Venture capital (VC) is built around businesses that invest in other businesses. This is the method of fundraising that revolves around your company receiving capital for an agreed level of equity that the VC company then holds. Because of the restrictions within the UAE on private equity, most VCs are based offshore so you may need to look further afield than your local network.

Depending on the type of agreement that you have, further down the line you can either buy that equity share back or the VC company will look to sell it on their own terms. VC is built around speculation and very often it focuses more on the financials of a business rather than how good its products or services might be.

Angel investment

Last on our list is Angel investors. These guys are typically individuals behaving as solo venture capitalists. They’re likely to start by focusing on your relationship with them rather than the cold hard facts and this lower level of formality can help to put new businesses at ease when they’re under pressure to raise capital.

There are a number of Angel investment networks, such as Emirates Angels, that you can also tap into so that you can make the right connections with investors who are more likely to have an interest in what you’re building.

Support from the UAE

The UAE is a global hub for startup enterprises and because of this, there are a number of government funds as well as guidance and support available for entrepreneurs. We’ll touch on them briefly here and if you want to find out more about them all the links are provided for you.

The Mohammed Bin Rashid Fund For SME

The goal of the Mohammed Bin Rashid Fund For SME is to help Emirati investors finance innovative pilot projects for small and medium-sized businesses. This is done by putting in a lot of time and effort to study the projects presented to the fund and then working with them to find the best ways for you to start and also grow your business.

It isn’t just money that the Mohammed Bin Rashid Fund For SME fund provides but also advice, direction and guidance for the most promising UAE startups. In their own words, ‘Our goal is not just to provide funds, but to prepare a generation of entrepreneurs’.

Dubai Future Accelerators & Area 2071

AREA 2071 is a centre for innovation inspired by The UAE Centennial Plan 2071 and brings together talented people, government support, as well as the private sector, to work together on designing and testing new solutions for the future. It also focuses on building strategic partnerships, remembering what we said about networking, and gives its community opportunities to grow by looking toward the future of its business and the wider industry.

Khalifa Fund

The Khalifa Fund was set up in June 2007 as an independent, non-profit agency of the Government of Abu Dhabi to help develop SMEs. The goal of creating the fund was to help develop local businesses in Abu Dhabi by making UAE citizens more interested in investing in them. The fund now helps to support and grow small to medium-sized investments in the wider emirate.

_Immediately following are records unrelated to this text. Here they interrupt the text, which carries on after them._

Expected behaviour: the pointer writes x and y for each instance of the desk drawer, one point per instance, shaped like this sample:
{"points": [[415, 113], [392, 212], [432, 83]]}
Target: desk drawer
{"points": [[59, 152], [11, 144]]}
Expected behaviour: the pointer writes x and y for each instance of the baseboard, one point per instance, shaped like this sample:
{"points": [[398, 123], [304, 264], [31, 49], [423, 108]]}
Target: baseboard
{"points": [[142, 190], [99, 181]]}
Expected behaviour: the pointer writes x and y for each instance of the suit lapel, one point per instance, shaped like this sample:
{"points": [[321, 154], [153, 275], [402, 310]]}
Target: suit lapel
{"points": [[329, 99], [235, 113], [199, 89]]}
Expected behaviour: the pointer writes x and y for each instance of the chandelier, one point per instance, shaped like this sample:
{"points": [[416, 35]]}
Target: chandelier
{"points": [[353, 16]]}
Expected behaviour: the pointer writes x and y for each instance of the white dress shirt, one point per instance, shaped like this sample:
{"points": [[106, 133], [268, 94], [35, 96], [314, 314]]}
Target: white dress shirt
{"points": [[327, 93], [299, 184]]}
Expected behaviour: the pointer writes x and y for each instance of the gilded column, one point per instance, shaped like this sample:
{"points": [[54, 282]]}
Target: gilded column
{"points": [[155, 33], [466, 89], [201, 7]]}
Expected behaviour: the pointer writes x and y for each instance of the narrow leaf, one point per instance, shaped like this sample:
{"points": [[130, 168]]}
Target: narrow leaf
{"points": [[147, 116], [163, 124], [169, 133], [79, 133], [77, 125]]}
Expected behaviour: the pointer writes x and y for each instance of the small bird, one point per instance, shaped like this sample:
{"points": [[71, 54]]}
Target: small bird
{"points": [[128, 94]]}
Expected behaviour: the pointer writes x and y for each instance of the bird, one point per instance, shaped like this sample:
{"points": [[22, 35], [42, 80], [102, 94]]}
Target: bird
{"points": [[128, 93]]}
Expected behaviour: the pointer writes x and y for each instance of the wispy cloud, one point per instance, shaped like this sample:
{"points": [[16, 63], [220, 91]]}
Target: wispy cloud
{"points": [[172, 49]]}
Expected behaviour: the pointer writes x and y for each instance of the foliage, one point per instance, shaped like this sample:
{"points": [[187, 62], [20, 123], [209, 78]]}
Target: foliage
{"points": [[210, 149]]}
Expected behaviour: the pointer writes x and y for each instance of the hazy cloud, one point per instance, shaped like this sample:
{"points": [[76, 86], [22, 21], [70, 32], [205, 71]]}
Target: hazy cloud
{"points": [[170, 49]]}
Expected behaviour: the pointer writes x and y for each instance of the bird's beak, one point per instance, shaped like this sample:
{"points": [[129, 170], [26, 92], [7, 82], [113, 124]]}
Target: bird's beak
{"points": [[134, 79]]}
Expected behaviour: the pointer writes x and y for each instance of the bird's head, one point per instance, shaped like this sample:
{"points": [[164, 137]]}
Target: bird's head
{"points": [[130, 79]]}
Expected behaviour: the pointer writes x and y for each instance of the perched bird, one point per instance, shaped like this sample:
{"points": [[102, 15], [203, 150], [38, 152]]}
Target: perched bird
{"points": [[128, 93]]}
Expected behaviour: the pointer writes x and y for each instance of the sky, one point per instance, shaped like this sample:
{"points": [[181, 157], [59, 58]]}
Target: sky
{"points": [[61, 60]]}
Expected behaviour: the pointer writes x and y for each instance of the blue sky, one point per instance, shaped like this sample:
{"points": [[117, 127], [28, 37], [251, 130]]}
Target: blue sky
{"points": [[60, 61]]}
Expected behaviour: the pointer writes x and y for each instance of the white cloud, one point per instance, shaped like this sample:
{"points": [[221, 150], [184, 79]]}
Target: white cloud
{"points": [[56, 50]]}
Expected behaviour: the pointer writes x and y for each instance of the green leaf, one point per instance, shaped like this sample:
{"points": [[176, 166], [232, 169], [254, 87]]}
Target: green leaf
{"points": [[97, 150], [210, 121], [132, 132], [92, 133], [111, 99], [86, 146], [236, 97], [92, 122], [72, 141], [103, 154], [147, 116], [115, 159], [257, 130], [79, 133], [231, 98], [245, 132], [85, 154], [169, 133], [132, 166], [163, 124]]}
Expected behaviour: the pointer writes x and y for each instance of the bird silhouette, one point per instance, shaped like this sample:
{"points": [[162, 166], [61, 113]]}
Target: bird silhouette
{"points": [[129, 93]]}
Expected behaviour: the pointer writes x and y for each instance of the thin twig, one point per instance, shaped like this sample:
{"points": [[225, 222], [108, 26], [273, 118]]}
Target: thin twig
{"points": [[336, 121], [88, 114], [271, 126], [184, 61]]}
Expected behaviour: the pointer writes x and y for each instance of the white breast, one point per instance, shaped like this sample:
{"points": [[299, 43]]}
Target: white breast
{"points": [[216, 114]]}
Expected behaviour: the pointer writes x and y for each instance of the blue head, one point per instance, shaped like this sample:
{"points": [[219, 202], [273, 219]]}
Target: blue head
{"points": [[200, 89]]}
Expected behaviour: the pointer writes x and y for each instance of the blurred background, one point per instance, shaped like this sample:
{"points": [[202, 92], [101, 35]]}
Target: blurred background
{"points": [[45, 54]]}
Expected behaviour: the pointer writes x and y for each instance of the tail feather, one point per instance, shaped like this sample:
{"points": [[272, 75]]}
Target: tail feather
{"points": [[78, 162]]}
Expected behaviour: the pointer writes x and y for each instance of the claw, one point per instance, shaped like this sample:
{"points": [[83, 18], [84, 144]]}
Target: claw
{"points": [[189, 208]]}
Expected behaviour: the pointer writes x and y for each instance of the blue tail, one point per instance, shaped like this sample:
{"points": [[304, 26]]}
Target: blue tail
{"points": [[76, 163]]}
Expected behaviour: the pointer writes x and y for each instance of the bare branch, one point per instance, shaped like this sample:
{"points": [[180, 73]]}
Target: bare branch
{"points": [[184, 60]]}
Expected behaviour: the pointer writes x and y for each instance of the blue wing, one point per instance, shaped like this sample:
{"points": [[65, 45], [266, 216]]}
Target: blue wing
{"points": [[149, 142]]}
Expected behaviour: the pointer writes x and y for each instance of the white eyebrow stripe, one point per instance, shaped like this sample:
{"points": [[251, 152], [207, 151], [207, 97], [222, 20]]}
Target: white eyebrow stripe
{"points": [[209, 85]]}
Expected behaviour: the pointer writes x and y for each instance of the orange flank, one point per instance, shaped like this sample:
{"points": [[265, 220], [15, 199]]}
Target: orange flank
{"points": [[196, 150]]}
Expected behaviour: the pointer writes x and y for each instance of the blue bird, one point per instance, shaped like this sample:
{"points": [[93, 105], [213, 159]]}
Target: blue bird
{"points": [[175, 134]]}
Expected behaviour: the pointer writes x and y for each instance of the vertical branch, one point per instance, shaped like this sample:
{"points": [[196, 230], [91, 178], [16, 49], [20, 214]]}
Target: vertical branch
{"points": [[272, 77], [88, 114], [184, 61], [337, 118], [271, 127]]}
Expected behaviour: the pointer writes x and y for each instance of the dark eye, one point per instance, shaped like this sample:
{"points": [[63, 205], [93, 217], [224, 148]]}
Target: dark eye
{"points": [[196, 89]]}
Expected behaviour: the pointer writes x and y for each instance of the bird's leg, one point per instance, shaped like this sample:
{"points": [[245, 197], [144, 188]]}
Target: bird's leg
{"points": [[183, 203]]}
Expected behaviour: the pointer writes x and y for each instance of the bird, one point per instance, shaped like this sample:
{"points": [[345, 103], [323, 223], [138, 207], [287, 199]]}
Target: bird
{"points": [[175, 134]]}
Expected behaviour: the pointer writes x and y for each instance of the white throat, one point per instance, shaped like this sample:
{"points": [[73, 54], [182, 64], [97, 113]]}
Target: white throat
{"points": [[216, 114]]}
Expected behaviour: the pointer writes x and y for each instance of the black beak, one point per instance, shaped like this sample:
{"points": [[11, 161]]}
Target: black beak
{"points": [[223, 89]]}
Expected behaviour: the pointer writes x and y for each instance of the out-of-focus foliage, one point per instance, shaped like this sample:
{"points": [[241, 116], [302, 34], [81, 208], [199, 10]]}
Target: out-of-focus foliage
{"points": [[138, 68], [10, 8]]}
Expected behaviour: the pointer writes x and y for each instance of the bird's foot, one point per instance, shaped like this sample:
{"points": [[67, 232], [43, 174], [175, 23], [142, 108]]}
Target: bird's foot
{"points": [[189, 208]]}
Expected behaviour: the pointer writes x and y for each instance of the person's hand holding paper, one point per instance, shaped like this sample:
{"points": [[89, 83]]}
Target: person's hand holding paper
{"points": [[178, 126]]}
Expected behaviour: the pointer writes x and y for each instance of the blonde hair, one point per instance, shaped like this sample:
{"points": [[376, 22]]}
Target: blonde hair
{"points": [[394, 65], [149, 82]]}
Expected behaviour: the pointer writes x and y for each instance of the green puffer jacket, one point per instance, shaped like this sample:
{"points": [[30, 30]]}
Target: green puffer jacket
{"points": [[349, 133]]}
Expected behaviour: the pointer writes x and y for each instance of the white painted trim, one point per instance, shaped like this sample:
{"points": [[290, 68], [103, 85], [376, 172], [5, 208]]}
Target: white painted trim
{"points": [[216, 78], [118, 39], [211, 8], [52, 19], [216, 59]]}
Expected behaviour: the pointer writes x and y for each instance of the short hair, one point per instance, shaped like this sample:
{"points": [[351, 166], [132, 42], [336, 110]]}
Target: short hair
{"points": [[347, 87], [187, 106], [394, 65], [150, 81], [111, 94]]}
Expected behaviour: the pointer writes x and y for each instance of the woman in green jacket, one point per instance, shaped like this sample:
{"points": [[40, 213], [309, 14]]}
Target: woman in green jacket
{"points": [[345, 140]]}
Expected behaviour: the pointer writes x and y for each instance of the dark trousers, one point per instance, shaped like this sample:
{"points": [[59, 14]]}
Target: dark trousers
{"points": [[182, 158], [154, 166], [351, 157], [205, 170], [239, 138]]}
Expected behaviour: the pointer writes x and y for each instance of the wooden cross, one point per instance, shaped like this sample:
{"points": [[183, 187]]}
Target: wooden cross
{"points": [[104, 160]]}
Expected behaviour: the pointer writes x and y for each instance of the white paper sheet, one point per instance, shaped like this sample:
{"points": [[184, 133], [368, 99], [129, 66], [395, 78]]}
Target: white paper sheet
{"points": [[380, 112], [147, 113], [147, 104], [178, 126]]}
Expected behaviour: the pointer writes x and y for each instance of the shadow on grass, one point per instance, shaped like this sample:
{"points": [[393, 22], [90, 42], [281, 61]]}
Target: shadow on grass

The Khalifa Fund began with a capital of AED 300 million, which has grown over time to AED 2 billion and now covers the whole UAE.

Where do you start?

There is of course a great deal more involved in raising capital than what is in this guide. Certainly, a lot of hard work goes into creating some of the things we have touched on but you need to get the basics sorted, all of your business information ready, and at the same time start connecting with people.

Right now is the best time to start and if you do you’ll be joining a large group of other great people and businesses. In fact, SMEs represent more than 94% of all companies in the UAE so it’s clearly a good place to build your business.